Bis zum Anpfiff waren es nur noch wenige Augenblicke, da trabte ein älterer Herr über die Tartanbahn des Berliner Poststadions. Er trug eine erdfarbene Hose, Hosenträger, eine beigefarbene Baskenmütze und sah damit aus wie ein vergnügter Rentner. Das änderte sich, als das Spiel begann. Auf einmal schimpfte der Mann, gestikulierte, haderte und forderte seinen Torwart auf, die gegnerischen Stürmer zu tunneln. Der Mann hieß Bahman Foroutan, hatte in den 80er-Jahren das Nationalteam des Irans betreut und trainierte inzwischen den Berliner Athletik Klub 07.

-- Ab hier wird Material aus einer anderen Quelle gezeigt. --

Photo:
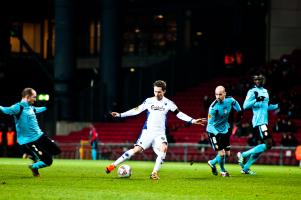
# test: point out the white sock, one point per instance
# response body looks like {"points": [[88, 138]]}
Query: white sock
{"points": [[159, 161], [125, 156]]}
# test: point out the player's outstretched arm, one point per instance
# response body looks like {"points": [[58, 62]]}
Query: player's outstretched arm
{"points": [[115, 114], [200, 121]]}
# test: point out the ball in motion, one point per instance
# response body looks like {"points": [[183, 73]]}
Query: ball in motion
{"points": [[124, 171]]}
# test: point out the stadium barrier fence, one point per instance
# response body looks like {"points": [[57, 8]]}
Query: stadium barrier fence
{"points": [[178, 152]]}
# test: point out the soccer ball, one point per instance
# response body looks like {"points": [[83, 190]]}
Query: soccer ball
{"points": [[124, 171]]}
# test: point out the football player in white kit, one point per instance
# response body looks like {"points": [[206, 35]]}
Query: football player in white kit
{"points": [[153, 132]]}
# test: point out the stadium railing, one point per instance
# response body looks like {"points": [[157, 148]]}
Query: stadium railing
{"points": [[178, 152]]}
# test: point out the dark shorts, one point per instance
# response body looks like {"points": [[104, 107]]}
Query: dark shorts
{"points": [[262, 132], [220, 141], [42, 149]]}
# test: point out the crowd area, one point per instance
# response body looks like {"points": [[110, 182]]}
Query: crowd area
{"points": [[283, 82]]}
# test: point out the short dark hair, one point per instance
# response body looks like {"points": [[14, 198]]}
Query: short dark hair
{"points": [[161, 84], [27, 92]]}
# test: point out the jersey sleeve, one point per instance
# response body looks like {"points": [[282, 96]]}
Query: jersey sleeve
{"points": [[273, 107], [211, 115], [250, 100], [236, 106], [135, 111], [12, 110], [40, 109]]}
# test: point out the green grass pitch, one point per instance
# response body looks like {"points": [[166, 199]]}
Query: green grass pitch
{"points": [[86, 179]]}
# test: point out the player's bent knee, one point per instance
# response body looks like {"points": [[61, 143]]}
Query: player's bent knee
{"points": [[48, 161], [269, 143]]}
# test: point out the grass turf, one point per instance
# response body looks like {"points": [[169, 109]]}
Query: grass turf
{"points": [[86, 179]]}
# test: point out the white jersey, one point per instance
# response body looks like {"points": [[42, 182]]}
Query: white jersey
{"points": [[156, 113]]}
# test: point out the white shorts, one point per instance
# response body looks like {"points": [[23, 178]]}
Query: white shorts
{"points": [[148, 138]]}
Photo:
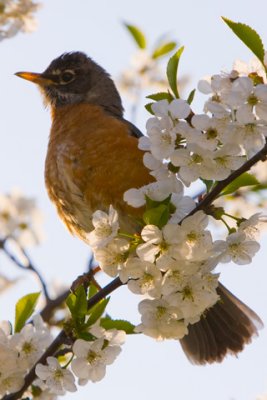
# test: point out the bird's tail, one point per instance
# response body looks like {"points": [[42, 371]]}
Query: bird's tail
{"points": [[225, 329]]}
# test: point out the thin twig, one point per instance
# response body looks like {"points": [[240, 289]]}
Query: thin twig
{"points": [[61, 339], [29, 267], [213, 194], [116, 283]]}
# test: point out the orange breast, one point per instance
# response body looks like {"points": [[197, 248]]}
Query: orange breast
{"points": [[91, 161]]}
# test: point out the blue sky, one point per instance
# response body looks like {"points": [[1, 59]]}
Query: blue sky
{"points": [[146, 369]]}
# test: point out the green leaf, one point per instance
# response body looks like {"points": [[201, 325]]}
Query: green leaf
{"points": [[160, 96], [245, 179], [77, 303], [126, 326], [158, 216], [164, 49], [248, 36], [191, 96], [172, 70], [24, 309], [137, 35], [148, 108], [96, 311], [92, 290]]}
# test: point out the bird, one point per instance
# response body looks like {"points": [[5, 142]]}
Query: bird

Die Szene liegt mittlerweile zwei Jahre zurück, sie ereignete sich im DFB-Pokalspiel der Berliner gegen Mainz 05. Heute (15.30 Uhr) tritt der Berliner Athletik Klub, kurz BAK, im DFB-Pokal wieder gegen einen Bundesligisten an. Wieder geht es gegen eine Mannschaft aus dem südwestdeutschen Raum, dieses Mal heißt der Gegner 1899 Hoffenheim.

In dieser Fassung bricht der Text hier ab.